À sa sortie en janvier, le récit a été salué parce qu’il décrivait ce que vivent durement certaines femmes après un accouchement, mais dont on ne parle jamais. Émilie Choquet remet finement en question le dogme de la nouvelle maman épanouie.  

Mais même si l’écriture en est très maîtrisée, il reste que le thème de l’ouvrage était susceptible de n’intéresser qu’un lectorat limité.  

Aujourd’hui, c’est autre chose qui frappe dans le récit de Choquet. Ce qu’elle raconte au fond, c’est une histoire de confinement. 

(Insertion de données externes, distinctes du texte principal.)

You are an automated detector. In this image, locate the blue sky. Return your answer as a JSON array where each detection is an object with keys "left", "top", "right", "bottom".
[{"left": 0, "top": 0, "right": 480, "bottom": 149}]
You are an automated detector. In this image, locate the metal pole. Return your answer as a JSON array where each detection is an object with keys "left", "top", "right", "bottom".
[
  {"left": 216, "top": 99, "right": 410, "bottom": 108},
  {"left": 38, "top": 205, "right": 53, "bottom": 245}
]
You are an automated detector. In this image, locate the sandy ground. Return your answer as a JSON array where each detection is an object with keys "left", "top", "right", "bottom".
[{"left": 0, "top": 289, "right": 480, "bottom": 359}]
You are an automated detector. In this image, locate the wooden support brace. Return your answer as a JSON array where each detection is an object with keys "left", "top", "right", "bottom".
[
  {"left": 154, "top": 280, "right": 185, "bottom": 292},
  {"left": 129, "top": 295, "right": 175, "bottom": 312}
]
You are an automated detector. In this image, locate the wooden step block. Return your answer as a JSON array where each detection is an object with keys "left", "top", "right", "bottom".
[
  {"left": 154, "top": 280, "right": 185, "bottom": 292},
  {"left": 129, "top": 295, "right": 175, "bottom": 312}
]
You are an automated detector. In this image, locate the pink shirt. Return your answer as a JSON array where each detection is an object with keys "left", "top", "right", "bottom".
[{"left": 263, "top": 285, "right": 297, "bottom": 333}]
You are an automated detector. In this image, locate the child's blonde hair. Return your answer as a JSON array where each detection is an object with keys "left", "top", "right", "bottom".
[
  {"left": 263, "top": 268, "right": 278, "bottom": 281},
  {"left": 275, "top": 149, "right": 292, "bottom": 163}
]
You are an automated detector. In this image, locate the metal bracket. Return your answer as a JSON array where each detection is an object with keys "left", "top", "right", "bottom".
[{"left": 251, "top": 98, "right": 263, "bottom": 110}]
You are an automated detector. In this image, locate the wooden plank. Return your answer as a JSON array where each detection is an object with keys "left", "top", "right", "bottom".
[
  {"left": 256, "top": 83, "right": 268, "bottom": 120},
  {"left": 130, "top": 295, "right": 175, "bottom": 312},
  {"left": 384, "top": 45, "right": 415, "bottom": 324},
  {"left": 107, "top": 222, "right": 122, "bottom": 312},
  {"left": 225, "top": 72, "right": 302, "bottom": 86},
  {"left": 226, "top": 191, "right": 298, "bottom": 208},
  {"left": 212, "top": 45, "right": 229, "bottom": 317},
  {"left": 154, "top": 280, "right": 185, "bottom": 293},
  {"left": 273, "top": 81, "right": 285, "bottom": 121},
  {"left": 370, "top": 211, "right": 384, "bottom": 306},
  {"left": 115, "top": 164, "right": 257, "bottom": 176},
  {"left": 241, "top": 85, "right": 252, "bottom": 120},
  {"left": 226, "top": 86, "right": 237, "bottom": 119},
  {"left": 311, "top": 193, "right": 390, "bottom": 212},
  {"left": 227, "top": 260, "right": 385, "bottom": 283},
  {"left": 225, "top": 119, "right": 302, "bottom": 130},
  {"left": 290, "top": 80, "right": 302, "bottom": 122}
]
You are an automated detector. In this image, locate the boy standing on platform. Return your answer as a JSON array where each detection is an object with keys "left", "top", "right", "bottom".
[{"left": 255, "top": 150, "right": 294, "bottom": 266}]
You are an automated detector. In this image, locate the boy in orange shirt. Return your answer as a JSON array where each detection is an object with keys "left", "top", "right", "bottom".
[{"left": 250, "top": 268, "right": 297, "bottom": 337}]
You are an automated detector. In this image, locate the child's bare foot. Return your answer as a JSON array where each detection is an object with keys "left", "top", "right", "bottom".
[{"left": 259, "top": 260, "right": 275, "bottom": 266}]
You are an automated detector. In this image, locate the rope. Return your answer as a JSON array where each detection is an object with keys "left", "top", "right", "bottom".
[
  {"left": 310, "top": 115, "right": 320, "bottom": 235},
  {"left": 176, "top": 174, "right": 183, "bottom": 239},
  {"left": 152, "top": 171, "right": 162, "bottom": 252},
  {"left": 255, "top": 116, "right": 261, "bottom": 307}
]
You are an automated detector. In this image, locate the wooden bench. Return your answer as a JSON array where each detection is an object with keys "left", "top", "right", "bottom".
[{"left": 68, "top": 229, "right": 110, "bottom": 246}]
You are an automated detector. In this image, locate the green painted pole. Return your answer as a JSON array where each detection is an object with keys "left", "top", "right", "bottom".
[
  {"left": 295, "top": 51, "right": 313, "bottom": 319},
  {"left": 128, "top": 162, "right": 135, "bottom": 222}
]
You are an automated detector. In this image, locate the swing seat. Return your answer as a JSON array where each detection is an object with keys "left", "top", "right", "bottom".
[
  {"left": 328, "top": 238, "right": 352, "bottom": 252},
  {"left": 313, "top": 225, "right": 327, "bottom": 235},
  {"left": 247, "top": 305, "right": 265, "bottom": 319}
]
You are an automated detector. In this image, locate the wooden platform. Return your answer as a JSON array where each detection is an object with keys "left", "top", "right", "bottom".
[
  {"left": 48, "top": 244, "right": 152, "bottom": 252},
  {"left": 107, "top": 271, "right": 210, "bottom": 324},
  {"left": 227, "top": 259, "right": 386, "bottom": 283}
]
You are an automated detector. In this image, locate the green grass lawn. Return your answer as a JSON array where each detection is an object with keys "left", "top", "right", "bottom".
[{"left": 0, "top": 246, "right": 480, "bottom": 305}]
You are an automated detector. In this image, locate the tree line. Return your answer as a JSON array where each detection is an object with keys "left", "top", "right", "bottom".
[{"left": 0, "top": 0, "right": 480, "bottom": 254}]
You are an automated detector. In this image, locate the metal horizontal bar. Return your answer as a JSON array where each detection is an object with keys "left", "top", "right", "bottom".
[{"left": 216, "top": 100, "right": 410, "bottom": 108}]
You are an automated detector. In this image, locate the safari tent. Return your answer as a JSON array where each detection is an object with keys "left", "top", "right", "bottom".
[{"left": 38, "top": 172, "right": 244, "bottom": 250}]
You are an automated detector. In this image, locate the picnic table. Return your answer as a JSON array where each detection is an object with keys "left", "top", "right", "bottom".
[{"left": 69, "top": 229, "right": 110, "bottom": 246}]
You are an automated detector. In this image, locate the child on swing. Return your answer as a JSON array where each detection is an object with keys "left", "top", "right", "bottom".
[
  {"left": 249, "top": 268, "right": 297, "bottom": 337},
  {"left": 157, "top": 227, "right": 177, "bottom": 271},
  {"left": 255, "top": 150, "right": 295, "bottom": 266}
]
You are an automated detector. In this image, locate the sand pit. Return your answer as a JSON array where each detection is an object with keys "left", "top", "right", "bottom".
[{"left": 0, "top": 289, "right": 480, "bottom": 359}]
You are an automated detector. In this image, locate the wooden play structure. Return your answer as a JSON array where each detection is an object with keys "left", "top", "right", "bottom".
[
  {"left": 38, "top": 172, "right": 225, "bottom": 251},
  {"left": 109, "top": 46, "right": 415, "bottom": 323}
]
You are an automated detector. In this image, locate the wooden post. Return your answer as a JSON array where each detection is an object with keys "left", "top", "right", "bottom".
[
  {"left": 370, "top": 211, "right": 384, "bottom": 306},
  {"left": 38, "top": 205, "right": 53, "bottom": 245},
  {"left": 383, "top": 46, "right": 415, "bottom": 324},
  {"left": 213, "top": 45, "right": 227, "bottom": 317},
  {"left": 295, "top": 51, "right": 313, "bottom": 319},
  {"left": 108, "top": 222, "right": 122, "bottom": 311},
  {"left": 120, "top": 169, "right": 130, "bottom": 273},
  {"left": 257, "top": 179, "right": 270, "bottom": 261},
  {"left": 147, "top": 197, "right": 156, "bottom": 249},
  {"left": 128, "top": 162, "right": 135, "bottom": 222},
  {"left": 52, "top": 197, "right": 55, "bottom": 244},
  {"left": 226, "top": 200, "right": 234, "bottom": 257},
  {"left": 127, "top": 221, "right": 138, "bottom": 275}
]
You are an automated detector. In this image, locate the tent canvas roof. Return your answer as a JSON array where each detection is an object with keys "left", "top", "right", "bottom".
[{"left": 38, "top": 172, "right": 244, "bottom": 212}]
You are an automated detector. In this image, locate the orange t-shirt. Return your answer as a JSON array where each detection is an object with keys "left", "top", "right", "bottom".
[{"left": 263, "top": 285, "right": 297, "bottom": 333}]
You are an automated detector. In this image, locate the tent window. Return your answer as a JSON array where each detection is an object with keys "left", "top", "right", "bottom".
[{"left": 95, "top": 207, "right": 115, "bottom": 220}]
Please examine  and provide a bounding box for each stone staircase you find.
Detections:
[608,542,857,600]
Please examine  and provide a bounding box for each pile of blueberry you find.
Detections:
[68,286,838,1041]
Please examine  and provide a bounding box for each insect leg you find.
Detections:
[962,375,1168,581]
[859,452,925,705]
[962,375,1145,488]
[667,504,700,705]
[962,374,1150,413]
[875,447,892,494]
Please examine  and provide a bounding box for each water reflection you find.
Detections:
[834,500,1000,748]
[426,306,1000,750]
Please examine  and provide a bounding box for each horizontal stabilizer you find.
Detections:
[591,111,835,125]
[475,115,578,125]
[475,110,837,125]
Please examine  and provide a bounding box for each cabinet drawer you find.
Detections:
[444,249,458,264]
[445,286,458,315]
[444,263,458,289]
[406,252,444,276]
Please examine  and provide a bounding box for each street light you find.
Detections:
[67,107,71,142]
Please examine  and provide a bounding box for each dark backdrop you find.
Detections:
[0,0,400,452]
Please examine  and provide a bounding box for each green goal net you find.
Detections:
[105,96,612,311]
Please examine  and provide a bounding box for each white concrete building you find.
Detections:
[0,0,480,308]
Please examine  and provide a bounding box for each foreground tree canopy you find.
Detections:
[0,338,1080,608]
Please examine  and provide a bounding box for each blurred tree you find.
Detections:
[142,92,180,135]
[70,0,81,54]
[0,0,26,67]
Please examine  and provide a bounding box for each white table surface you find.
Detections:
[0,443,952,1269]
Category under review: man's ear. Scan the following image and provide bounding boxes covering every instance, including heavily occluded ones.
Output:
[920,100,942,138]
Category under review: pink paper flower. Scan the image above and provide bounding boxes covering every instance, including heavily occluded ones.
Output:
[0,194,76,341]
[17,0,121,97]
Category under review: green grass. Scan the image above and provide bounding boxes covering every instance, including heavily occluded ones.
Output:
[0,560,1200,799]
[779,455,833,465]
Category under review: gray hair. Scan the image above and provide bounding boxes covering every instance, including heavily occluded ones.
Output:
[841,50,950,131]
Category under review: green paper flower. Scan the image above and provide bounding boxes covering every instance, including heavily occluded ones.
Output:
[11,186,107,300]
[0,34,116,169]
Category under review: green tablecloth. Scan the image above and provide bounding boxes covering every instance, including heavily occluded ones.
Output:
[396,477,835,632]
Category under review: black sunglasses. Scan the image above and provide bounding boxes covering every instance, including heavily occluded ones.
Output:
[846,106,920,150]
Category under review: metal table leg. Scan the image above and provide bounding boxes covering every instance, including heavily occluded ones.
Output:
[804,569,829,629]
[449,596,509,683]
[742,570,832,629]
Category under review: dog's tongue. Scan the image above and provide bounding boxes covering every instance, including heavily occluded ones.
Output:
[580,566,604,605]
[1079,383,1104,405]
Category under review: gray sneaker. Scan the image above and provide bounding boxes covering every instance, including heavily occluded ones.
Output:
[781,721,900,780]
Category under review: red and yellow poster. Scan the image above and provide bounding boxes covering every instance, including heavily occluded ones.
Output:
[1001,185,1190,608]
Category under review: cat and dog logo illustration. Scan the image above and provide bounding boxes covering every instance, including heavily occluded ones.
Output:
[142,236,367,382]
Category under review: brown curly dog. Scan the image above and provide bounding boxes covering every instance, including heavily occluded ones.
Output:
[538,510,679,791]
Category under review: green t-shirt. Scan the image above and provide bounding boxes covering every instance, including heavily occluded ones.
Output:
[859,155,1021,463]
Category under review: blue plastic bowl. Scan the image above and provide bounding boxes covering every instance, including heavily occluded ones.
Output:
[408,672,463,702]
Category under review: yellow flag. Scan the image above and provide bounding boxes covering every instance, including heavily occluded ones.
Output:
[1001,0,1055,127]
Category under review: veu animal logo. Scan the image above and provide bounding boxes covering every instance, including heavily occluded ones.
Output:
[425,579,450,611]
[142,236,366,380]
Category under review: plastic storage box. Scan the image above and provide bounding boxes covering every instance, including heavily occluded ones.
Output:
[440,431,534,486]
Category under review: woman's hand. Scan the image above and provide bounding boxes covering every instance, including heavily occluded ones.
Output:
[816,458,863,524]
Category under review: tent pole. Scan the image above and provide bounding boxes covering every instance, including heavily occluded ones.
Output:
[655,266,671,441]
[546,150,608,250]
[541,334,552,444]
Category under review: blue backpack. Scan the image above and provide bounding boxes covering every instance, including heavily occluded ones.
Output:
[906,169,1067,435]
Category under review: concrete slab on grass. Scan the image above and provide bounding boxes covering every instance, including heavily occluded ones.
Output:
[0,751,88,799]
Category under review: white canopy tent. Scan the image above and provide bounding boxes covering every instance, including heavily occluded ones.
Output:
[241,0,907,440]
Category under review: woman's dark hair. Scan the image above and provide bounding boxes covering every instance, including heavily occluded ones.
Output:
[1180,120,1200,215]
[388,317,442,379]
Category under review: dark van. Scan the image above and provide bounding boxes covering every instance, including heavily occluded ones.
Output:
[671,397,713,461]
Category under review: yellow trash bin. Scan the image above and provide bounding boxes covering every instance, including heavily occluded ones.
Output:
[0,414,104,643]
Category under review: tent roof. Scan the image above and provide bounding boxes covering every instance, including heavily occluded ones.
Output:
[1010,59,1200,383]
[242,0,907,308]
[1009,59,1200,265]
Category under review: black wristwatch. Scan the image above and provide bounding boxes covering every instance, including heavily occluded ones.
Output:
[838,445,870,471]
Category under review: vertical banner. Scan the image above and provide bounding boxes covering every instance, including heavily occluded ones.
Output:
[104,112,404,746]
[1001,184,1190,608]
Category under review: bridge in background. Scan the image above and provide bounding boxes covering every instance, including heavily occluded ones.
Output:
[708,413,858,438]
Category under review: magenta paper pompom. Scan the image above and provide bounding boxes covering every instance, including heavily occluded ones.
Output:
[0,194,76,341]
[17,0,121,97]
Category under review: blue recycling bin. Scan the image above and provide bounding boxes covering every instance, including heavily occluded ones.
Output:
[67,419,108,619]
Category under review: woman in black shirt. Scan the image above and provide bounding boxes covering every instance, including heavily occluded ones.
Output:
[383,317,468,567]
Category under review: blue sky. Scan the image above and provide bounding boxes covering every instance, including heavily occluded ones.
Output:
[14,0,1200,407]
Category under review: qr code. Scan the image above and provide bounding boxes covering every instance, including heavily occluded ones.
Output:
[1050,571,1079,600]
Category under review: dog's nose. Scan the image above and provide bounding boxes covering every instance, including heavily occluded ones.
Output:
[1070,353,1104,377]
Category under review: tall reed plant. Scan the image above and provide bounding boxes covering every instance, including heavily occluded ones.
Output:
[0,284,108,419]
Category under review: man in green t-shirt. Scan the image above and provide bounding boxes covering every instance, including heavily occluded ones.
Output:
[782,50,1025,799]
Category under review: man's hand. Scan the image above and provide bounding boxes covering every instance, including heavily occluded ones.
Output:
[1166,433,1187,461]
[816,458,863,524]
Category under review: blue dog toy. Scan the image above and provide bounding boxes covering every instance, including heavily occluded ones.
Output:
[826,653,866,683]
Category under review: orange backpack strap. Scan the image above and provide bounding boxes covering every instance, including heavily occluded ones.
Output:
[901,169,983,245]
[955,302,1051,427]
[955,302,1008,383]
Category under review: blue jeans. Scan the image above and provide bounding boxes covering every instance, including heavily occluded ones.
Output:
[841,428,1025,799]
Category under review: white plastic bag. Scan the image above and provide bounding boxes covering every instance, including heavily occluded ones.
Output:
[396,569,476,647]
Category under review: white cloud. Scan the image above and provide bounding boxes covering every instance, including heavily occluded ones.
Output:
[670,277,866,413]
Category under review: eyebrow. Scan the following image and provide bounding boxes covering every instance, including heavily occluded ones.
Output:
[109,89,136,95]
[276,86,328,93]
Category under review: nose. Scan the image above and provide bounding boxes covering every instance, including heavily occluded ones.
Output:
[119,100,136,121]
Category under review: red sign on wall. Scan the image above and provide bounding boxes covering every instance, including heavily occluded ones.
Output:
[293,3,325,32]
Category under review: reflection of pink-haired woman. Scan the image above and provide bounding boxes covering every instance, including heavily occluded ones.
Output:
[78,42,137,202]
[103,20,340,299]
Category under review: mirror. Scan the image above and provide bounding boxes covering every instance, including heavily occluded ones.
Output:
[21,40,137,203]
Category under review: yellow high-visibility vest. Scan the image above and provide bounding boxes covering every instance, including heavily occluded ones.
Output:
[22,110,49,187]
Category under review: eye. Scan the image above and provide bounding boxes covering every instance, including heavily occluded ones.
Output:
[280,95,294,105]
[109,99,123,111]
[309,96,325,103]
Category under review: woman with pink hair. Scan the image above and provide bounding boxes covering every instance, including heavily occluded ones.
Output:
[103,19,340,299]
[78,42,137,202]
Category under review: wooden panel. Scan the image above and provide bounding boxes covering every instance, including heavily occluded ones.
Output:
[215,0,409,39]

Celle-ci commence de la plus classique des façons, celle que tous les jeunes parents ont vécue, et particulièrement les mères : la vie d’avant qui disparaît, les repères déréglés, l’existence ramenée aux gestes les plus ordinaires et limitée aux quatre murs de sa maison. 

Déconnexion 

Dès la deuxième page du texte, on y est tout à fait : « “6 h 12, je mange des raisins.” Je le note dans mon agenda [...]. Manger des raisins. Voilà ce qui est maintenant digne d’être consigné, relaté, archivé, en ce mardi précis. » 

Ça vous dit quelque chose ? 

Au fil du texte, la narratrice s’adresse à son « chère moi de l’ancien temps », qui avait des projets, qui pensait tout contrôler et qui maintenant ne voit plus comment la vie pourra reprendre normalement. Le parallèle avec ce qui nous arrive à tous en devient fascinant. 

Le sort de la narratrice va toutefois basculer dans un état plus grave que la seule sensation d’un quotidien réduit à sa plus simple expression (« Nourrir. Marcher. Dormir. »). Dans son cas, il y aura un réel sentiment de déconnexion avec le réel, bien évoqué, qui la conduira chez un psychiatre. 

Elle finira par être hospitalisée quelques jours, le temps, comme lui dit le médecin, de combler l’espace qui s’est ouvert pour elle entre sa perception et la réalité.  

Mais être enfermée dans sa tête, même avec le soutien d’un conjoint aimant, n’est-ce pas une autre manière d’être confinée ? 

Tout cela nous est raconté sans misérabilisme, avec une économie de mots qui en renforce l’impact. Le récit est même teinté d’humour. Ainsi quand la narratrice dresse la liste des exigeants bouquins qu’elle entendait lire pendant son congé de maternité ! 

En fait, on se promène entre la fin de la grossesse, l’accouchement, le retour à la maison avec la petite G. puis l’hospitalisation de la maman, ce qui fait mieux ressortir les contrastes entre les attentes et la brutale réalité. Même quand on finit par s’y faire.